One practical example is legacy TLS 1.2 cipher suites: real Safari advertises ECDHE+3DES suites like TLS_ECDHE_ECDSA_WITH_3DES_EDE_CBC_SHA (0xC008) and TLS_ECDHE_RSA_WITH_3DES_EDE_CBC_SHA (0xC012) (real_safari.json). PolyTLS's Safari cipher string includes these names (src/profile.rs:37), but the upstream ClientHello produced by BoringSSL does not include them (see curl_as_safari.json), because those suites are not enabled/implemented in BoringSSL's supported cipher table (the BoringSSL codebase defines the IDs in tls1.h, but does not include them in ssl_cipher.cc).

Another example is signature_algorithms: the captured Safari sample includes a duplicate rsa_pss_rsae_sha384 entry (real_safari.json).
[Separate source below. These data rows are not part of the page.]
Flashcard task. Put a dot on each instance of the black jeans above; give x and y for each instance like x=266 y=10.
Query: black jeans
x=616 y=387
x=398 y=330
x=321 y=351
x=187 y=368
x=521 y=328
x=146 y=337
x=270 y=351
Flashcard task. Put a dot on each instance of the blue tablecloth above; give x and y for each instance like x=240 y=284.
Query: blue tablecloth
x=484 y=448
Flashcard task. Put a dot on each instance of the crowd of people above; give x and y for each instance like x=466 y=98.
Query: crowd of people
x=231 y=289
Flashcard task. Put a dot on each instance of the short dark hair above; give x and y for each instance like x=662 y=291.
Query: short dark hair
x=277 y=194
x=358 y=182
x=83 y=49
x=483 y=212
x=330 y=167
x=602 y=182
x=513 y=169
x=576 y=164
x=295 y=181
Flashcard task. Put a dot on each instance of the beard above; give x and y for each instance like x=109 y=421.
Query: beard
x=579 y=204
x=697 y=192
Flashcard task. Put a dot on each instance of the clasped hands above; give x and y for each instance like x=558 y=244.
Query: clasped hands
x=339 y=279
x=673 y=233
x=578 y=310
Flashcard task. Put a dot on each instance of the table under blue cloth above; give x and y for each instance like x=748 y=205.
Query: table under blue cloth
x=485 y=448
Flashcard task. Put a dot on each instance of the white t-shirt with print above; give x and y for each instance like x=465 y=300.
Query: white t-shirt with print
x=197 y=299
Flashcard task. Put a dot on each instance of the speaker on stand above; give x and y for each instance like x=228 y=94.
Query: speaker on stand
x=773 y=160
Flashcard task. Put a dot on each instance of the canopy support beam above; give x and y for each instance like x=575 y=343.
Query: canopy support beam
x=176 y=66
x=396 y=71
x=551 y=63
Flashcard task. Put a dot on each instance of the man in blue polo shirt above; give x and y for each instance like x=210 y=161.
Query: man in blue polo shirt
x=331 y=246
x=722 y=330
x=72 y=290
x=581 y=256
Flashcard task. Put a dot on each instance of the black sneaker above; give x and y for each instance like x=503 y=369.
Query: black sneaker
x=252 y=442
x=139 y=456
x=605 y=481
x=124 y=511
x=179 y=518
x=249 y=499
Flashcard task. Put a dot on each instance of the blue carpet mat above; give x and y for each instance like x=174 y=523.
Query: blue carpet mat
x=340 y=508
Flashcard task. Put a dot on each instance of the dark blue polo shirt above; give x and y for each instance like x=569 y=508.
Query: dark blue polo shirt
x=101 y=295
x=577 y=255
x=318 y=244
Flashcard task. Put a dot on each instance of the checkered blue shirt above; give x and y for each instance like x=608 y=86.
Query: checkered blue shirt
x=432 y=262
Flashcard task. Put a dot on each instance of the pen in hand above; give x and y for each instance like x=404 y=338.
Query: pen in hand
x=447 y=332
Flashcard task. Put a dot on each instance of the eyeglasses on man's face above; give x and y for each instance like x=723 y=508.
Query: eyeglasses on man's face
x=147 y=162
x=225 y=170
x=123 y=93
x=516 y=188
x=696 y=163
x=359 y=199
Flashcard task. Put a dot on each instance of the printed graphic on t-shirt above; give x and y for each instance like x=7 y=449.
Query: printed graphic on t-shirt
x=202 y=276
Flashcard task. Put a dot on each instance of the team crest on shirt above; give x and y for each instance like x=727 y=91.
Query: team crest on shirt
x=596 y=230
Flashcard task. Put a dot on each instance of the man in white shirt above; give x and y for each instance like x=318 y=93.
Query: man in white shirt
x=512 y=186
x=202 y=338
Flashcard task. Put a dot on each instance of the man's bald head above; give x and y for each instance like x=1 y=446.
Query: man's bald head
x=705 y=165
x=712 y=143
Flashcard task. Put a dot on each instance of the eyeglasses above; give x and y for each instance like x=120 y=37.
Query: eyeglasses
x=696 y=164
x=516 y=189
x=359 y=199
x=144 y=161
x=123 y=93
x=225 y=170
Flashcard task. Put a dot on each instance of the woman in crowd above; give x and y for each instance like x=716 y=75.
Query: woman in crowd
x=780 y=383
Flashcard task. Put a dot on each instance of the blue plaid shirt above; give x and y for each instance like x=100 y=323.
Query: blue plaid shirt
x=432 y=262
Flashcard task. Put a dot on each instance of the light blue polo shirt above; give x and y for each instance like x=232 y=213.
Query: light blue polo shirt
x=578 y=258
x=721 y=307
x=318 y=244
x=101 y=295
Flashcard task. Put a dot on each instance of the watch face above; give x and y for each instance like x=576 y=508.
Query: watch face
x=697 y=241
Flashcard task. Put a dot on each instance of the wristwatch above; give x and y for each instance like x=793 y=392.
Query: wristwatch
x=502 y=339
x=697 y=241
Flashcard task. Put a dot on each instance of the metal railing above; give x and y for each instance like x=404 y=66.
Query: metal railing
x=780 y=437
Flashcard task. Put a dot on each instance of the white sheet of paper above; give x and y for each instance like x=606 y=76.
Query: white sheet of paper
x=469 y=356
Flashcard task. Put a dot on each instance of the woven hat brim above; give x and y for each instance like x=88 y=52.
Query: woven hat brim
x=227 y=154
PolyTLS configures signature algorithms via BoringSSL’s set_sigalgs_list (src/profile.rs:269), and BoringSSL rejects duplicate entries in that list, so PolyTLS cannot reproduce this Safari quirk exactly.

BoringSSL ALPS codepoint caveat (application_settings)

JA4 considers extension IDs, so the ALPS application_settings codepoint matters for fingerprint parity.

  • PolyTLS enables ALPS via BoringSSL’s SSL_add_application_settings (src/profile.rs).
  • BoringSSL supports switching from the legacy application_settings codepoint 17513 (0x4469) to the newer draft codepoint 17613 (0x44cd) via SSL_set_alps_use_new_codepoint (src/profile.rs).
  • PolyTLS applies this per upstream connection in handle_mitm (src/proxy.rs) based on the selected upstream profile (UpstreamProfile.alps_use_new_codepoint).
  • You can override it per configured profile via profiles.<name>.alps_use_new_codepoint (src/config.rs).